Campus rooming set to change with new software

By Shannon Barbour
Staff Writer

Campus Living and Learning is looking to provide a new housing software for students to select their own roommates and possibly change rooms if they are not satisfied.

Baylor is deciding among multiple softwares to replace the current system, RMS Housing, which has been used by Baylor for about 10 years. Possible softwares include StarReZ, a system that allows students to search for and message roommates in addition to reporting maintenance issues and tracking incident management.

According to data collected last year by CL&L, about 60 percent of students are satisfied with their roommates. CL&L is working to improve low roommate satisfaction rates with the new software.

“As we go through this, we anticipate the roommate matching [satisfaction] to drastically increase from what we have now,” said Ryan Cohenour, associate director for housing administration.

Cohenour predicts the new system will improve these numbers, which he said are often collected before students get to know their roommates.

Roommates are placed together based upon their room type preference and residential hall preference. Majors are not taken into account outside of specialized residential communities.

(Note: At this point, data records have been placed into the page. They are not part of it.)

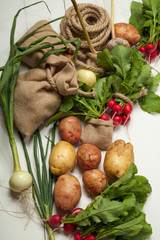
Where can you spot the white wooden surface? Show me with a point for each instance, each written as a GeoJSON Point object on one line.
{"type": "Point", "coordinates": [144, 129]}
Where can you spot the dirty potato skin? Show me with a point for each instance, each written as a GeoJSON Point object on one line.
{"type": "Point", "coordinates": [128, 32]}
{"type": "Point", "coordinates": [88, 156]}
{"type": "Point", "coordinates": [118, 158]}
{"type": "Point", "coordinates": [70, 129]}
{"type": "Point", "coordinates": [94, 181]}
{"type": "Point", "coordinates": [67, 193]}
{"type": "Point", "coordinates": [62, 158]}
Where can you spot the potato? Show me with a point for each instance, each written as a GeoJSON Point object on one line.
{"type": "Point", "coordinates": [70, 129]}
{"type": "Point", "coordinates": [67, 192]}
{"type": "Point", "coordinates": [128, 32]}
{"type": "Point", "coordinates": [88, 156]}
{"type": "Point", "coordinates": [118, 158]}
{"type": "Point", "coordinates": [94, 181]}
{"type": "Point", "coordinates": [62, 158]}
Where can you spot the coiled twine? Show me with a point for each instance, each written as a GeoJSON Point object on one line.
{"type": "Point", "coordinates": [98, 26]}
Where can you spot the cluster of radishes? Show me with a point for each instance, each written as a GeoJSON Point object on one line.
{"type": "Point", "coordinates": [56, 220]}
{"type": "Point", "coordinates": [150, 51]}
{"type": "Point", "coordinates": [117, 113]}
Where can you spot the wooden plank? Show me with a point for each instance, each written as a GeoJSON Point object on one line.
{"type": "Point", "coordinates": [6, 19]}
{"type": "Point", "coordinates": [40, 12]}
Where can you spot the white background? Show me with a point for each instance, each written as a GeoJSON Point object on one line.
{"type": "Point", "coordinates": [143, 130]}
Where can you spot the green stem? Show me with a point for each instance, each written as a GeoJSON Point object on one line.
{"type": "Point", "coordinates": [112, 18]}
{"type": "Point", "coordinates": [15, 154]}
{"type": "Point", "coordinates": [49, 229]}
{"type": "Point", "coordinates": [83, 26]}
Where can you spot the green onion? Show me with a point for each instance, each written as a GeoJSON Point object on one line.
{"type": "Point", "coordinates": [43, 182]}
{"type": "Point", "coordinates": [8, 80]}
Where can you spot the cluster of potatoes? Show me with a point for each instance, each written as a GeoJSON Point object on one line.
{"type": "Point", "coordinates": [63, 157]}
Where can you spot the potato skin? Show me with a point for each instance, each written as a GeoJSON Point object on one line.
{"type": "Point", "coordinates": [70, 129]}
{"type": "Point", "coordinates": [62, 158]}
{"type": "Point", "coordinates": [117, 159]}
{"type": "Point", "coordinates": [88, 156]}
{"type": "Point", "coordinates": [94, 181]}
{"type": "Point", "coordinates": [128, 32]}
{"type": "Point", "coordinates": [67, 192]}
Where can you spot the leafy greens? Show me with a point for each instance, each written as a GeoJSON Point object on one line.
{"type": "Point", "coordinates": [117, 212]}
{"type": "Point", "coordinates": [145, 17]}
{"type": "Point", "coordinates": [131, 74]}
{"type": "Point", "coordinates": [127, 73]}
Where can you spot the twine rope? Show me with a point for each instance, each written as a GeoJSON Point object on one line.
{"type": "Point", "coordinates": [142, 93]}
{"type": "Point", "coordinates": [98, 25]}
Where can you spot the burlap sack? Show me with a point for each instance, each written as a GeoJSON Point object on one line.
{"type": "Point", "coordinates": [38, 92]}
{"type": "Point", "coordinates": [98, 132]}
{"type": "Point", "coordinates": [32, 59]}
{"type": "Point", "coordinates": [37, 98]}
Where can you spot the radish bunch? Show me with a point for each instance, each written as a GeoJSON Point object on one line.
{"type": "Point", "coordinates": [117, 113]}
{"type": "Point", "coordinates": [55, 222]}
{"type": "Point", "coordinates": [150, 52]}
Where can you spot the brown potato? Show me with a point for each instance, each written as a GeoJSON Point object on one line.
{"type": "Point", "coordinates": [128, 32]}
{"type": "Point", "coordinates": [62, 158]}
{"type": "Point", "coordinates": [88, 156]}
{"type": "Point", "coordinates": [118, 158]}
{"type": "Point", "coordinates": [94, 181]}
{"type": "Point", "coordinates": [70, 129]}
{"type": "Point", "coordinates": [67, 192]}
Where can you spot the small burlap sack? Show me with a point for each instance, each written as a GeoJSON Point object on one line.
{"type": "Point", "coordinates": [32, 59]}
{"type": "Point", "coordinates": [38, 92]}
{"type": "Point", "coordinates": [98, 132]}
{"type": "Point", "coordinates": [37, 98]}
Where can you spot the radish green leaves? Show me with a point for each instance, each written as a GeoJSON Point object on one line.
{"type": "Point", "coordinates": [117, 212]}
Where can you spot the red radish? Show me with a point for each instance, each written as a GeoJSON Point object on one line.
{"type": "Point", "coordinates": [127, 109]}
{"type": "Point", "coordinates": [110, 104]}
{"type": "Point", "coordinates": [54, 221]}
{"type": "Point", "coordinates": [104, 117]}
{"type": "Point", "coordinates": [77, 236]}
{"type": "Point", "coordinates": [76, 211]}
{"type": "Point", "coordinates": [112, 113]}
{"type": "Point", "coordinates": [142, 49]}
{"type": "Point", "coordinates": [90, 237]}
{"type": "Point", "coordinates": [117, 120]}
{"type": "Point", "coordinates": [150, 47]}
{"type": "Point", "coordinates": [125, 119]}
{"type": "Point", "coordinates": [69, 227]}
{"type": "Point", "coordinates": [117, 109]}
{"type": "Point", "coordinates": [152, 56]}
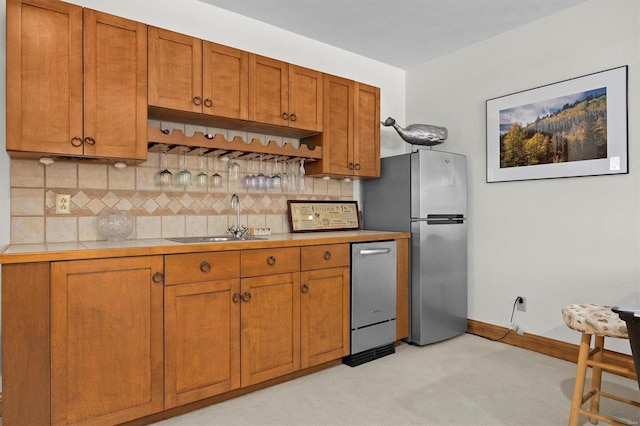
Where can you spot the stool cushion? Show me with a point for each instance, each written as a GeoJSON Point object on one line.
{"type": "Point", "coordinates": [594, 319]}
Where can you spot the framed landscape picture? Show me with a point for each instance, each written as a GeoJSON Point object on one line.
{"type": "Point", "coordinates": [576, 127]}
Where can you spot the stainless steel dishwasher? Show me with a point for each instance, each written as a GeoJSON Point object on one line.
{"type": "Point", "coordinates": [373, 301]}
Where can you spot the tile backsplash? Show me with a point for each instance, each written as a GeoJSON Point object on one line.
{"type": "Point", "coordinates": [158, 212]}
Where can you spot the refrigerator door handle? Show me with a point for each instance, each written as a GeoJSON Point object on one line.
{"type": "Point", "coordinates": [445, 219]}
{"type": "Point", "coordinates": [367, 252]}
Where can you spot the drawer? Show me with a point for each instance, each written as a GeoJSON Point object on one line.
{"type": "Point", "coordinates": [269, 261]}
{"type": "Point", "coordinates": [325, 256]}
{"type": "Point", "coordinates": [198, 267]}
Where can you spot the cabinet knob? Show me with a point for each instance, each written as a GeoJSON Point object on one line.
{"type": "Point", "coordinates": [158, 278]}
{"type": "Point", "coordinates": [205, 267]}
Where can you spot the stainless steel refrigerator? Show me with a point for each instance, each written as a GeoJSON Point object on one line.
{"type": "Point", "coordinates": [425, 193]}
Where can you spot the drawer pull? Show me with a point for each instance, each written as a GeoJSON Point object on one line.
{"type": "Point", "coordinates": [205, 267]}
{"type": "Point", "coordinates": [158, 278]}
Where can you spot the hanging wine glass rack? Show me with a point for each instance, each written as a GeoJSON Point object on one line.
{"type": "Point", "coordinates": [175, 141]}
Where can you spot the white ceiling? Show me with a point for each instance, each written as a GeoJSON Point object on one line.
{"type": "Point", "coordinates": [402, 33]}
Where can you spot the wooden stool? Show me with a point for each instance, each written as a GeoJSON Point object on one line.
{"type": "Point", "coordinates": [599, 321]}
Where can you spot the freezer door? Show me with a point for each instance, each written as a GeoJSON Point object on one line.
{"type": "Point", "coordinates": [438, 281]}
{"type": "Point", "coordinates": [438, 183]}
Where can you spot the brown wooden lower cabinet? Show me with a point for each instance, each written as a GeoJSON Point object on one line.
{"type": "Point", "coordinates": [202, 340]}
{"type": "Point", "coordinates": [270, 327]}
{"type": "Point", "coordinates": [107, 341]}
{"type": "Point", "coordinates": [325, 316]}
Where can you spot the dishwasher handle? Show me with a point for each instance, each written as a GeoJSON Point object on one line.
{"type": "Point", "coordinates": [366, 252]}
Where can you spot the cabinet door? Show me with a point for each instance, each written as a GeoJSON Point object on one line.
{"type": "Point", "coordinates": [337, 148]}
{"type": "Point", "coordinates": [44, 68]}
{"type": "Point", "coordinates": [202, 340]}
{"type": "Point", "coordinates": [175, 70]}
{"type": "Point", "coordinates": [305, 98]}
{"type": "Point", "coordinates": [115, 82]}
{"type": "Point", "coordinates": [366, 140]}
{"type": "Point", "coordinates": [225, 89]}
{"type": "Point", "coordinates": [324, 315]}
{"type": "Point", "coordinates": [268, 90]}
{"type": "Point", "coordinates": [106, 340]}
{"type": "Point", "coordinates": [270, 327]}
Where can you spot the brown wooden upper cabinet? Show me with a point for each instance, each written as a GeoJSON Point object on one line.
{"type": "Point", "coordinates": [284, 94]}
{"type": "Point", "coordinates": [193, 75]}
{"type": "Point", "coordinates": [76, 81]}
{"type": "Point", "coordinates": [351, 134]}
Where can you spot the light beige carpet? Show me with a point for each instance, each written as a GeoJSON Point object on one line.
{"type": "Point", "coordinates": [467, 380]}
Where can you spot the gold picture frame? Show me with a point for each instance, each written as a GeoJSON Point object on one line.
{"type": "Point", "coordinates": [313, 216]}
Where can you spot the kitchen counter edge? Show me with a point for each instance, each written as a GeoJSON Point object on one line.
{"type": "Point", "coordinates": [47, 252]}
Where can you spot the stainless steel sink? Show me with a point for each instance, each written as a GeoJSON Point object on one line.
{"type": "Point", "coordinates": [214, 239]}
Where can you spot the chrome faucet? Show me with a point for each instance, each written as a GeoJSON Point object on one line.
{"type": "Point", "coordinates": [237, 231]}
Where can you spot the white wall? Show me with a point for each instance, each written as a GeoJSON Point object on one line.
{"type": "Point", "coordinates": [555, 241]}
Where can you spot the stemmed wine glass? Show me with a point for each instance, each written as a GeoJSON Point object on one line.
{"type": "Point", "coordinates": [262, 178]}
{"type": "Point", "coordinates": [301, 186]}
{"type": "Point", "coordinates": [293, 176]}
{"type": "Point", "coordinates": [276, 180]}
{"type": "Point", "coordinates": [250, 178]}
{"type": "Point", "coordinates": [165, 177]}
{"type": "Point", "coordinates": [233, 169]}
{"type": "Point", "coordinates": [202, 178]}
{"type": "Point", "coordinates": [216, 179]}
{"type": "Point", "coordinates": [184, 175]}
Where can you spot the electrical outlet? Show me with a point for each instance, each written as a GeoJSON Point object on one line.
{"type": "Point", "coordinates": [63, 203]}
{"type": "Point", "coordinates": [522, 304]}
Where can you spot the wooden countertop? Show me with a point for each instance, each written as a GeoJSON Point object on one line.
{"type": "Point", "coordinates": [26, 253]}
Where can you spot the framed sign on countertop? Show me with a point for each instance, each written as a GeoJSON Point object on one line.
{"type": "Point", "coordinates": [311, 216]}
{"type": "Point", "coordinates": [576, 127]}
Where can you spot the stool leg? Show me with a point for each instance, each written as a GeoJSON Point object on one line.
{"type": "Point", "coordinates": [596, 378]}
{"type": "Point", "coordinates": [581, 373]}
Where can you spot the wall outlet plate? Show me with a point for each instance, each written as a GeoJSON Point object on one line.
{"type": "Point", "coordinates": [522, 306]}
{"type": "Point", "coordinates": [63, 204]}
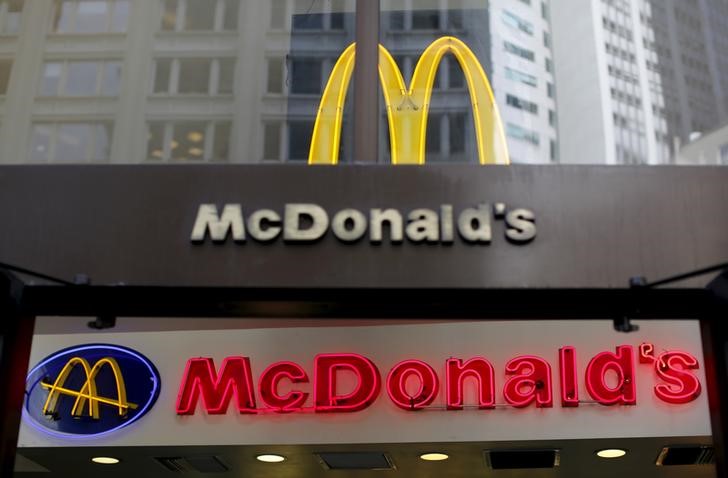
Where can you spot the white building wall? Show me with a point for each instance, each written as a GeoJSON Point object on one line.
{"type": "Point", "coordinates": [586, 134]}
{"type": "Point", "coordinates": [523, 151]}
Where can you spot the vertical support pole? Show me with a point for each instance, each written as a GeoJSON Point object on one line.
{"type": "Point", "coordinates": [715, 350]}
{"type": "Point", "coordinates": [366, 82]}
{"type": "Point", "coordinates": [16, 335]}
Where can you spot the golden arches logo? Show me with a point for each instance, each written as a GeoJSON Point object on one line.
{"type": "Point", "coordinates": [408, 108]}
{"type": "Point", "coordinates": [87, 396]}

“Students are placed upon them wanting that hall or indicating that it’s one of their preferences and the other student also indicating it,” Cohenour said. “We put them in order and put them in without looking at any other data.”

Students are able to select their roommate only if the students mutually choose each other. Cohenour is looking to match students who don’t know each other already.

“There’s no way to openly search for another person that may be from a thousand miles away but may actually be the best roommate for you,” Cohenour said. “We wanted to have a roommate matching suite where they weren’t going to Facebook, they weren’t going offsite, that we were able to offer it all for our students internally.”

Weatherford sophomore Amy Davis said she would sign up for a roommate matching program to have more compatible roommates.

“I live in North Village so I have five roommates, and I can see how someone in my situation who is less understanding could have problems,” Davis said.

Schools such as University of California Berkeley, New York University and Ohio State University use StarRez for managing student housing and roommate matching.

Davis said Baylor should include questions focused on cleanliness and if a student will frequently have visitors.   

Cohenour said he wants to include questions that are focused on study and living habits to better match roommates.

“Students don’t fail at roommates for not being not the best friends,” Cohenour said. “They fail at roommates at some of those things like they play their music late.”

Cohenour will not propose questions such as religious or music preferences in order to reduce segregation of students.

“They don’t necessarily get into that social aspect, but they get into can you be a good roommate,” Cohenour said.